Ali Naci BAYKO

Anb Otomotiv Sahibi

Anb Otomotiv Sahibi Ali Naci BAYKO

Anb Otomotiv Sahibi Ali Naci BAYKO

Ali Naci Bayko için başarı asla tesadüf değil

Yılların deneyimi ve çok çalışmanın firmaya kazandırmış olduğu saygınlığı ve devamlılığı sağlamak, her zaman bir adım daha ileri gidebilmek için, firmanın kalitesinden ödün vermeden belli prosedürlere uygun etkin ve verimli çalışması firmayı diğer firmalardan ayıran en büyük özelliklerden biridir. Başarıya giden yolda emin adımlarla ilerlemiş ve yaptığı işin üstadı olan ANB Otomotiv sahibi Ali Naci Bayko ile otomotiv sektörü ve kalite yönetimi üzerine bilgi dolu bir röportaj gerçekleştirdik.

 

Naci Bey, röportajımıza sizi tanımakla başlamak istiyorum, Ali Naci Bayko kimdir?
1977 yılında liseyi bitirdikten sonra anne babamın orada olmasından dolayı Hollanda’ya gittim. Bir yıl kadar Hollanda’da işçi olarak çalıştım ve 1978’de üniversite okumak için İngiltere’ye geçtim. İngiltere’de Chelsea Koleji Otomobil Mühendisliğini okudum ve 1982 yılında mezun oldum, bir müddet daha Hollanda’da kaldıktan sonra Türkiye’ye döndüm.

1985-90 yıllarına kadar Tofaş’ta, önce Kuş Serisi sac şekillendirme kalıpları ve daha sonra da Tempra motor projesinde Proje Mühendisi olarak çalıştım.

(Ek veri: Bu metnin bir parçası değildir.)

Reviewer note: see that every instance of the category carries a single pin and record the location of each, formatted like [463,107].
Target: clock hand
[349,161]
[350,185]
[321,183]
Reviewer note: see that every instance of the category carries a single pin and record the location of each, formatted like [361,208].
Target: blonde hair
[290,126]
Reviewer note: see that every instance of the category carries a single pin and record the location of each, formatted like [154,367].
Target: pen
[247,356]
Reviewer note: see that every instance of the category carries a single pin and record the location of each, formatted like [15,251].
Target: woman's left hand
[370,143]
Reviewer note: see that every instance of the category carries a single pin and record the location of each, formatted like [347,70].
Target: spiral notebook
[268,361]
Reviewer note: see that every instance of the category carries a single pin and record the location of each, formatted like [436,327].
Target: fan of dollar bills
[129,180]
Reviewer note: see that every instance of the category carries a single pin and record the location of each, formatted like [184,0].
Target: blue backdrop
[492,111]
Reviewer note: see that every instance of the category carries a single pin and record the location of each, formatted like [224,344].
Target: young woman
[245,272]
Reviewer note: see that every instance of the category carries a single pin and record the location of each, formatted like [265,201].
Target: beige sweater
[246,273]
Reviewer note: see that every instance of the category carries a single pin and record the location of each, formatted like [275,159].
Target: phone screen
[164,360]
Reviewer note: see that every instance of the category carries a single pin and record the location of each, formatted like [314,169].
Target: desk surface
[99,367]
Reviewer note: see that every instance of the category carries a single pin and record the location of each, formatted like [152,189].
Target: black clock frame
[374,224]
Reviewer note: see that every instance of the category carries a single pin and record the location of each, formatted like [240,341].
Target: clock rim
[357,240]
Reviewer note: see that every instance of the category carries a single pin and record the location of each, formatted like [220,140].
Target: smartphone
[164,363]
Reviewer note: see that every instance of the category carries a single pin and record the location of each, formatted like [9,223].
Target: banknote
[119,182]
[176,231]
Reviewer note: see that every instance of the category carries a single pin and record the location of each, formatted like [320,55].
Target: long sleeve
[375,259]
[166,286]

Opel, Türkiye’ye yatırım yapınca 1990- 2003 yılları arasında Opel Türkiye’de çalıştım. Öncelikle 4 yıl boyunca Opel’in montaj hatlarının kurulması ve planlanması, sonrasında General Motor’un Avrupa organizasyonları ile birlikte global sourcing çatısı altında Türkiye ‘de ki potansiyel üreticilerden dünyadaki diğer General Motor fabrikalarına ihracat yaptırdım. 1998 -2003 yılları arasında da Opel Merkez Servisler Müdürlüğü, Hafif Ticari Araçlar Teknik Müdürlüğü ve bunların yanında da Araç Tip Onay Müdürlüğü görevlerini yürüttüm.

2001 yılında Opel kapanınca maden sektöründe kısa bir deneyim elde ettim, Newmont (Bergama) altın madeninde iş makinelerinin bakım ve onarım atölye şefliğini yaptım. Kısmetimize 8 ay sonra maden de kapandı, daha sonra Çerkezköy’e geçtim. Hattat Tarım Makinelerinde Üniversal, Valtra Traktör projeleriyle, tarımsal mekanizasyon alanında Yeni Projeler Müdürü olarak çalıştım.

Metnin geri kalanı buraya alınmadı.